Revenue rose 5.3 percent in the U.S. and 7.2 percent in Europe. 3M’s organic sales, which exclude acquisitions and currency translation, rose 3.4 percent, below O’Callaghan’s estimate of 5.2 percent.
Chief Executive Officer Inge Thulin said he maintains the company’s organic sales growth target of 3 percent to 6 percent for this year.
“We have great confidence and good momentum as we enter 2014,” Thulin said on a conference call with analysts. “We have had a very good pick up in industrial as of lately and health care is continuing to grow well for us.”
The shares fell 2.7 percent to $127.15 at 10:47 a.m. in New York. They have fallen 7.1 percent this year through yesterday compared with a 4 percent drop in the Standard & Poor’s 500 Index. Last year, 3M gained 51 percent.
Net income in the fourth quarter rose 11 percent to $1.1 billion, or $1.62 a share, up from $991 million, or $1.41, a year earlier, 3M said. The per-share earnings matched the average of 14 estimates compiled by Bloomberg.
3M’s electronics and energy business had sales of $1.33 billion, a 1 percent decline from a year earlier. Consumer sales also dropped 1 percent to $1.1 billion.

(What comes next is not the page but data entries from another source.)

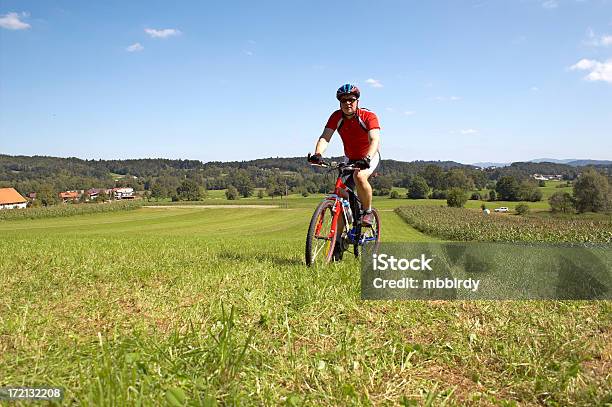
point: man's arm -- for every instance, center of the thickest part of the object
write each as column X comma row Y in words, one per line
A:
column 324, row 140
column 374, row 136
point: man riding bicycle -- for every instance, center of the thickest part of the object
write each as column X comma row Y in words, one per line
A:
column 360, row 133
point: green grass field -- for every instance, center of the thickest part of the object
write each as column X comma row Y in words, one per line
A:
column 215, row 306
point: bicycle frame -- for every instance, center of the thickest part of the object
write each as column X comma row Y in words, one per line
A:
column 353, row 234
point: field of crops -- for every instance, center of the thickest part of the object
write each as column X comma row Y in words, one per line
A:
column 62, row 210
column 215, row 306
column 468, row 224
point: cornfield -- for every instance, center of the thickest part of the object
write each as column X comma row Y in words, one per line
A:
column 68, row 210
column 470, row 225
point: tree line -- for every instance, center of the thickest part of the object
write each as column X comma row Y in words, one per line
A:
column 191, row 179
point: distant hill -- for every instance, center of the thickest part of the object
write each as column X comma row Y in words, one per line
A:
column 489, row 164
column 574, row 162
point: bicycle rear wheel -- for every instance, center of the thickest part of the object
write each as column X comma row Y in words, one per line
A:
column 320, row 241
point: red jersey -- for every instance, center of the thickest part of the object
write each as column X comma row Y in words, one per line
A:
column 354, row 131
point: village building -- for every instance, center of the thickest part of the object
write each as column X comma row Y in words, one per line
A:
column 69, row 196
column 11, row 199
column 123, row 193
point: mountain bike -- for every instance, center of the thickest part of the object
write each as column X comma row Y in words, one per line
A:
column 336, row 223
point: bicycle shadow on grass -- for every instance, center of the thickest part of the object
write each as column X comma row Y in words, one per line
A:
column 261, row 257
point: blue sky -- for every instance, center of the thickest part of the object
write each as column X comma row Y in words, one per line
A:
column 466, row 81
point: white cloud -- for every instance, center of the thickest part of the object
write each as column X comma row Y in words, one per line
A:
column 165, row 33
column 11, row 21
column 597, row 41
column 375, row 83
column 136, row 47
column 600, row 71
column 445, row 98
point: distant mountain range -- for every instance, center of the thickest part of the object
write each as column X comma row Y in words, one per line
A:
column 574, row 162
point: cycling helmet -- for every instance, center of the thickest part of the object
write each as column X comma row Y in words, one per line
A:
column 346, row 90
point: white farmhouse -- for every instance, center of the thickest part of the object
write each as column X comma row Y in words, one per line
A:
column 123, row 193
column 11, row 199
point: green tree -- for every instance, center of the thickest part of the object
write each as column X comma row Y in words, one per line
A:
column 592, row 192
column 189, row 190
column 561, row 202
column 157, row 191
column 507, row 188
column 456, row 178
column 434, row 176
column 242, row 182
column 232, row 193
column 418, row 188
column 457, row 197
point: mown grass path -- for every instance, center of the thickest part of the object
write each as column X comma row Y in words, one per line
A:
column 136, row 308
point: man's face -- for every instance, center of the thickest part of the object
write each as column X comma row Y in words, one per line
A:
column 348, row 104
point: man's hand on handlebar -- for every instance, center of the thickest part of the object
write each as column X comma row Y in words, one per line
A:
column 315, row 158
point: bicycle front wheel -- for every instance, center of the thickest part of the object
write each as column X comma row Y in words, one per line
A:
column 321, row 239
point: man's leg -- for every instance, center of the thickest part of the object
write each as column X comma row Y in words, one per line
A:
column 364, row 189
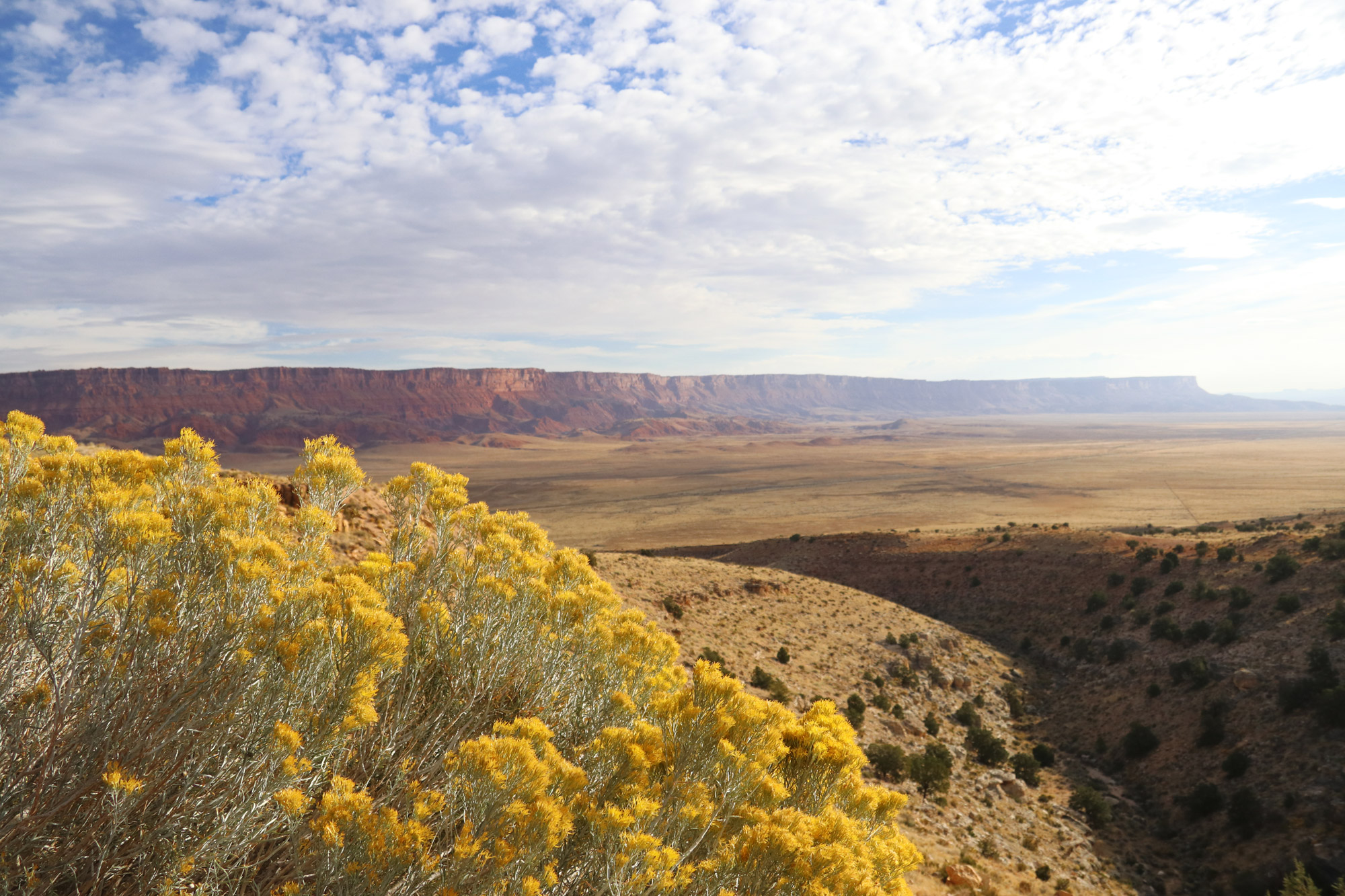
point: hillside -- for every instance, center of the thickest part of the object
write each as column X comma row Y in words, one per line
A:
column 1206, row 692
column 837, row 639
column 279, row 407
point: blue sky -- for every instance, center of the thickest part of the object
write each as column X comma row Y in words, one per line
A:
column 933, row 189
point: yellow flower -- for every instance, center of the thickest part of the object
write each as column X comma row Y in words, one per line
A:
column 293, row 801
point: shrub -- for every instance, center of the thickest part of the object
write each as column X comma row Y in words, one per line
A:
column 712, row 655
column 1246, row 811
column 888, row 760
column 1237, row 763
column 1094, row 806
column 855, row 706
column 931, row 770
column 1336, row 620
column 1226, row 633
column 1331, row 706
column 1213, row 723
column 1198, row 631
column 1165, row 628
column 1204, row 801
column 1194, row 669
column 1027, row 768
column 1281, row 567
column 1140, row 741
column 235, row 697
column 968, row 715
column 988, row 748
column 777, row 688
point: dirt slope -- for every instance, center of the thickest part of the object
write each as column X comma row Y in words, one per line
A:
column 1094, row 671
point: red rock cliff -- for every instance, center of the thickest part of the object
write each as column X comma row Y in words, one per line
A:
column 283, row 405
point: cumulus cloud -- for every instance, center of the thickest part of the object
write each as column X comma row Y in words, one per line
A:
column 598, row 177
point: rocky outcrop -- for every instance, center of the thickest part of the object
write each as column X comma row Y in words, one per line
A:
column 266, row 407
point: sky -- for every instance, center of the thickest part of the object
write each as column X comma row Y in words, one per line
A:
column 925, row 189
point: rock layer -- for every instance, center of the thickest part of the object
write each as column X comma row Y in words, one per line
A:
column 278, row 407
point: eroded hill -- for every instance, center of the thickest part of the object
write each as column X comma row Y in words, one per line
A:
column 1222, row 657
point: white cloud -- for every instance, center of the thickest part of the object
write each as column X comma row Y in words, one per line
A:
column 704, row 177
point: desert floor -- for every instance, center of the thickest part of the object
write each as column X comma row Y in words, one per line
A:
column 1089, row 470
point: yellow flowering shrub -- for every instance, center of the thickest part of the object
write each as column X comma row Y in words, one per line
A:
column 196, row 696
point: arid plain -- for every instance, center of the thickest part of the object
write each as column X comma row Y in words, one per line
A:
column 1089, row 470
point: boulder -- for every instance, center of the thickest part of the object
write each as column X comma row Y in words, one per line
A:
column 962, row 876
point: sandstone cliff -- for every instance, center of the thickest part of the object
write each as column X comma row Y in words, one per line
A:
column 278, row 407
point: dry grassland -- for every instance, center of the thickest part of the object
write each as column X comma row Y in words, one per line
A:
column 1090, row 470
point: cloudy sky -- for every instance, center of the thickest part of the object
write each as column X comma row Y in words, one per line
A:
column 933, row 189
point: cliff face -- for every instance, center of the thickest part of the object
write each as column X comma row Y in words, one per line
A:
column 266, row 407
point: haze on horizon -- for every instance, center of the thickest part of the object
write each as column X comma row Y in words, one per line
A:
column 929, row 189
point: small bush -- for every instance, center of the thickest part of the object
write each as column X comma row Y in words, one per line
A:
column 1281, row 567
column 1044, row 755
column 712, row 655
column 1093, row 805
column 1165, row 628
column 1198, row 631
column 988, row 748
column 777, row 688
column 1246, row 811
column 931, row 770
column 1213, row 723
column 968, row 716
column 1237, row 763
column 1226, row 633
column 888, row 760
column 855, row 706
column 1140, row 741
column 1027, row 768
column 1204, row 801
column 1336, row 620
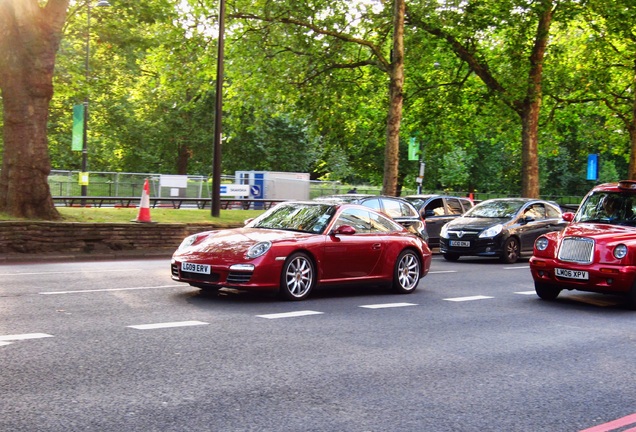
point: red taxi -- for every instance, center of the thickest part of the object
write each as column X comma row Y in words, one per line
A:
column 596, row 252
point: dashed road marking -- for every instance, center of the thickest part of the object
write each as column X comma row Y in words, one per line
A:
column 108, row 290
column 469, row 298
column 8, row 339
column 388, row 305
column 290, row 314
column 167, row 325
column 615, row 425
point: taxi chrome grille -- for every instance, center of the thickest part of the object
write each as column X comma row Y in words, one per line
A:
column 577, row 249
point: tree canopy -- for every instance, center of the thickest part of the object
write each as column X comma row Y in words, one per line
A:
column 501, row 96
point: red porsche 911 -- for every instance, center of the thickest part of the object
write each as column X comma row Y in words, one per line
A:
column 296, row 246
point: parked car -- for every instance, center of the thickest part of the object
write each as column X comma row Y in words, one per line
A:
column 596, row 252
column 296, row 246
column 396, row 208
column 437, row 210
column 504, row 227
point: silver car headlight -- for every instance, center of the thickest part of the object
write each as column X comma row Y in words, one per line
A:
column 491, row 232
column 258, row 249
column 444, row 232
column 620, row 251
column 541, row 243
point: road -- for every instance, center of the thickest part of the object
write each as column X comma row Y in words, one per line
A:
column 119, row 346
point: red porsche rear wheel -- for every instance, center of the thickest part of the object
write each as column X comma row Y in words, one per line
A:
column 407, row 272
column 298, row 277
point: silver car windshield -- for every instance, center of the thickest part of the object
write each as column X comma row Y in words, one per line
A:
column 495, row 209
column 607, row 207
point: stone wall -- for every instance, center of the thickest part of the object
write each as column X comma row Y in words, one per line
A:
column 79, row 237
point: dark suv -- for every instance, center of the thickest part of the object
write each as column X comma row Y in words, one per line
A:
column 397, row 209
column 437, row 210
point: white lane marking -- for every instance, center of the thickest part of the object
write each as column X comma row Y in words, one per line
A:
column 470, row 298
column 69, row 272
column 12, row 338
column 290, row 314
column 109, row 290
column 167, row 325
column 388, row 305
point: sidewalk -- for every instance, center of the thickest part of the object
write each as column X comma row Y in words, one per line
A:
column 18, row 258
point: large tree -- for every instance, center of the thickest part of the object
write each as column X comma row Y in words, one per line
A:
column 482, row 34
column 29, row 39
column 334, row 44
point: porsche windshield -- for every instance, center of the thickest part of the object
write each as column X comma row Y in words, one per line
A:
column 496, row 209
column 305, row 217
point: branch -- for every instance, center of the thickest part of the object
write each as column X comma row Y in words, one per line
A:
column 382, row 62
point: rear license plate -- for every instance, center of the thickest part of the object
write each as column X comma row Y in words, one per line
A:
column 572, row 274
column 195, row 268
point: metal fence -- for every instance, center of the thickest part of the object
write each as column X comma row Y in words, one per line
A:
column 121, row 184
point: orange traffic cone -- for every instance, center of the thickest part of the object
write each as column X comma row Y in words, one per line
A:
column 144, row 205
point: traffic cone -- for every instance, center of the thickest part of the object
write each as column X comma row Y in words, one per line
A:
column 144, row 205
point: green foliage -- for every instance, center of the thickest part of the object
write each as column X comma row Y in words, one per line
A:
column 298, row 100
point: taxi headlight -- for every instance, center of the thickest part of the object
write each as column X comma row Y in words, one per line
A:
column 620, row 251
column 258, row 249
column 492, row 231
column 541, row 243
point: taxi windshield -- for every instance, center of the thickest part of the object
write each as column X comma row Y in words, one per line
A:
column 608, row 207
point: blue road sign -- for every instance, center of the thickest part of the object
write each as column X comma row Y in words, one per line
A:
column 592, row 167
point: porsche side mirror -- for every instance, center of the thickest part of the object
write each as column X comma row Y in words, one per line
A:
column 344, row 230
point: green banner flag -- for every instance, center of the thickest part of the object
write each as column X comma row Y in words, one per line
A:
column 414, row 149
column 78, row 128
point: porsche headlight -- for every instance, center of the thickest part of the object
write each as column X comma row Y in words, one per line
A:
column 620, row 251
column 258, row 249
column 541, row 243
column 187, row 242
column 491, row 232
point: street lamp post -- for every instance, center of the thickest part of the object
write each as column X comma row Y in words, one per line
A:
column 84, row 181
column 218, row 117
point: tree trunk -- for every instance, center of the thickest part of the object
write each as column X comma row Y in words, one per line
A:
column 396, row 86
column 29, row 39
column 532, row 106
column 529, row 150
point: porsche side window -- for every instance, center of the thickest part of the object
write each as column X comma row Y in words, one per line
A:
column 454, row 206
column 381, row 224
column 358, row 219
column 435, row 208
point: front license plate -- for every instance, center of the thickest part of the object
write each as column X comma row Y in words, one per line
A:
column 572, row 274
column 195, row 268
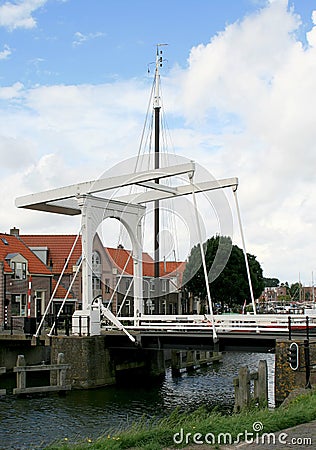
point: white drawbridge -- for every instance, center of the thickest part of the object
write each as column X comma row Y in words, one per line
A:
column 129, row 210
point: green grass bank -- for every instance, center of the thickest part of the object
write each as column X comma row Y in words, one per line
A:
column 204, row 426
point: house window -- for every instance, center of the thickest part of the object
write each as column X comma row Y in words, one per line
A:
column 40, row 303
column 107, row 286
column 19, row 270
column 18, row 305
column 96, row 286
column 96, row 263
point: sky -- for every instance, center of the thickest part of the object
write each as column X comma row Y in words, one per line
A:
column 239, row 93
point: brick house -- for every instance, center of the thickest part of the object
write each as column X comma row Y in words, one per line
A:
column 108, row 265
column 23, row 278
column 54, row 250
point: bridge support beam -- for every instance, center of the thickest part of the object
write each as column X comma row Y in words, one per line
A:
column 94, row 365
column 286, row 379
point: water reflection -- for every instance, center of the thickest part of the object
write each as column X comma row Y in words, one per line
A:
column 35, row 422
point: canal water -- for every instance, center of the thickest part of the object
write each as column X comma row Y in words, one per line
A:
column 33, row 423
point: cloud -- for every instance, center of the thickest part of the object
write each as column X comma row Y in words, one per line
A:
column 19, row 14
column 311, row 35
column 6, row 52
column 80, row 38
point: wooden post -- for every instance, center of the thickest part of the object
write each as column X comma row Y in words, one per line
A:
column 3, row 370
column 261, row 384
column 21, row 376
column 61, row 373
column 242, row 389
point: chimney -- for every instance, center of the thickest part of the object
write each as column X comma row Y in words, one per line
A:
column 15, row 232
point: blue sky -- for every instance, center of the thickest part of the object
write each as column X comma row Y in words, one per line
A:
column 239, row 88
column 76, row 41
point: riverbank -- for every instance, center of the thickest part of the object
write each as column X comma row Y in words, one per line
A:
column 213, row 429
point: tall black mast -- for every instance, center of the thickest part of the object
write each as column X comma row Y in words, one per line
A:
column 157, row 108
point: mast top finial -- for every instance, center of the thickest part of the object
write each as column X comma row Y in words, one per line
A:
column 159, row 61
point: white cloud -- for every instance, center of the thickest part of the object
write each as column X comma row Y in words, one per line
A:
column 6, row 52
column 10, row 92
column 311, row 35
column 80, row 38
column 19, row 14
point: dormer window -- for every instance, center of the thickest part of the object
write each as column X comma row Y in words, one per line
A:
column 18, row 265
column 19, row 270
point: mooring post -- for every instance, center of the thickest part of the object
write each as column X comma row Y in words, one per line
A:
column 21, row 376
column 261, row 383
column 61, row 373
column 242, row 389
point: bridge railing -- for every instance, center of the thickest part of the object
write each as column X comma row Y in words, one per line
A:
column 223, row 323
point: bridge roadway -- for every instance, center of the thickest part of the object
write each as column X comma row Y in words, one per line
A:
column 234, row 332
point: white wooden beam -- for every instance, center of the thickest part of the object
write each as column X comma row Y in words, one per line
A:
column 32, row 201
column 204, row 186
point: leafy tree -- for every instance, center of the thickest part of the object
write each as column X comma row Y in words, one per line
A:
column 231, row 286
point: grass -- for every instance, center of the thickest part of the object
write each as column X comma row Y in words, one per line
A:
column 159, row 434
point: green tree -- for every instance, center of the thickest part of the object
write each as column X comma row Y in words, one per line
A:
column 231, row 286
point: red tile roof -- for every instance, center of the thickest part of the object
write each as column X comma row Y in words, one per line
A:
column 12, row 244
column 59, row 246
column 121, row 257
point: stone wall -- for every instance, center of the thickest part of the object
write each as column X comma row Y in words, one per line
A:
column 90, row 361
column 286, row 379
column 94, row 365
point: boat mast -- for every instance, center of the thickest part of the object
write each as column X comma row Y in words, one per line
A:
column 157, row 107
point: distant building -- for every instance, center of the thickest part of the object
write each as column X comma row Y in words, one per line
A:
column 112, row 268
column 25, row 281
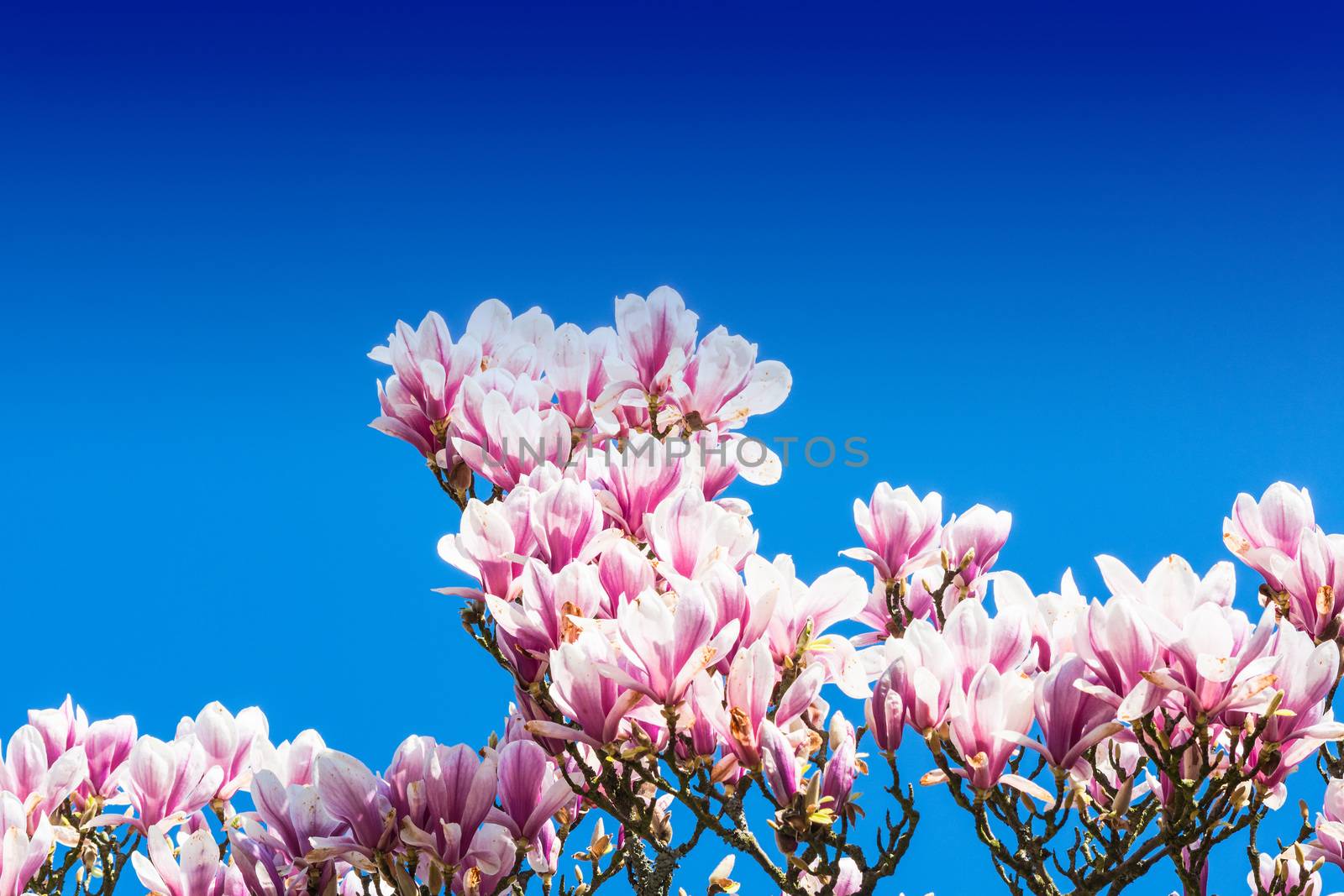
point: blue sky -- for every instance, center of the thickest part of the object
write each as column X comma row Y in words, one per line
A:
column 1075, row 265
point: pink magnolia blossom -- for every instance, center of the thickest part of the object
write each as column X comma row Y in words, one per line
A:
column 443, row 799
column 690, row 533
column 1289, row 872
column 900, row 530
column 429, row 372
column 22, row 852
column 1330, row 826
column 734, row 604
column 725, row 385
column 578, row 371
column 62, row 728
column 779, row 765
column 979, row 533
column 597, row 705
column 232, row 743
column 494, row 542
column 1072, row 720
column 165, row 782
column 291, row 762
column 1218, row 660
column 1173, row 589
column 360, row 799
column 743, row 705
column 1052, row 618
column 503, row 432
column 804, row 614
column 979, row 640
column 994, row 708
column 655, row 336
column 1304, row 674
column 635, row 481
column 519, row 345
column 541, row 620
column 1314, row 580
column 530, row 792
column 924, row 673
column 198, row 871
column 1120, row 647
column 295, row 815
column 664, row 647
column 1270, row 530
column 569, row 524
column 624, row 573
column 108, row 745
column 843, row 766
column 40, row 786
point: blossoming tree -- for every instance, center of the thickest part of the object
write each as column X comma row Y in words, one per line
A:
column 671, row 688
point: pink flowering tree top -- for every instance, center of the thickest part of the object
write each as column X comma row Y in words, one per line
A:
column 672, row 689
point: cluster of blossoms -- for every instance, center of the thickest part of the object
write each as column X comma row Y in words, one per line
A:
column 674, row 688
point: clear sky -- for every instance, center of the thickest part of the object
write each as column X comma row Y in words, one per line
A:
column 1079, row 265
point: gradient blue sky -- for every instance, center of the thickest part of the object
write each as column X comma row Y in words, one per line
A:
column 1075, row 264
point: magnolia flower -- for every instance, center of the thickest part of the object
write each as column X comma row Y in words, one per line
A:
column 1270, row 530
column 165, row 782
column 1218, row 660
column 492, row 543
column 1314, row 582
column 503, row 432
column 732, row 604
column 107, row 745
column 725, row 385
column 521, row 345
column 429, row 372
column 295, row 815
column 577, row 369
column 356, row 799
column 198, row 871
column 1053, row 618
column 655, row 336
column 541, row 620
column 843, row 766
column 690, row 533
column 593, row 700
column 994, row 712
column 1173, row 589
column 900, row 530
column 24, row 852
column 230, row 743
column 978, row 641
column 530, row 793
column 1119, row 647
column 974, row 539
column 635, row 481
column 804, row 613
column 1290, row 872
column 663, row 647
column 62, row 728
column 738, row 711
column 924, row 673
column 443, row 797
column 779, row 765
column 291, row 762
column 1072, row 720
column 40, row 786
column 1330, row 826
column 624, row 573
column 569, row 524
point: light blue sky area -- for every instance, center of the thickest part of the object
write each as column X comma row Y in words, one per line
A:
column 1077, row 268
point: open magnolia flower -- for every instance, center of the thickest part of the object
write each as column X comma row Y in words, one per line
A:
column 672, row 688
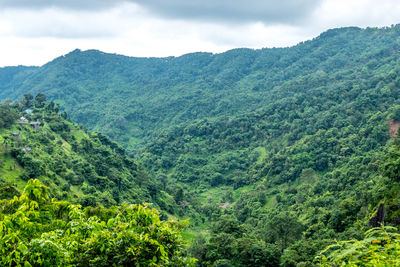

Sales rose at the Safety and Graphics unit, with a 2.5 percent gain to $1.34 billion.
Industrial sales rose 6.1 percent to $2.57 billion and health care climbed 2.4 percent to $1.36 billion.
In the almost two years since Thulin took over as chief executive officer, he has reorganized the company into five reporting units from six, shed assets to focus growth on businesses with more potential and set a goal of increasing research and development spending to 6 percent of sales from 5.5 percent.
“He’s laid out a pretty compelling playbook and now it just has to run its course,” O’Callaghan said.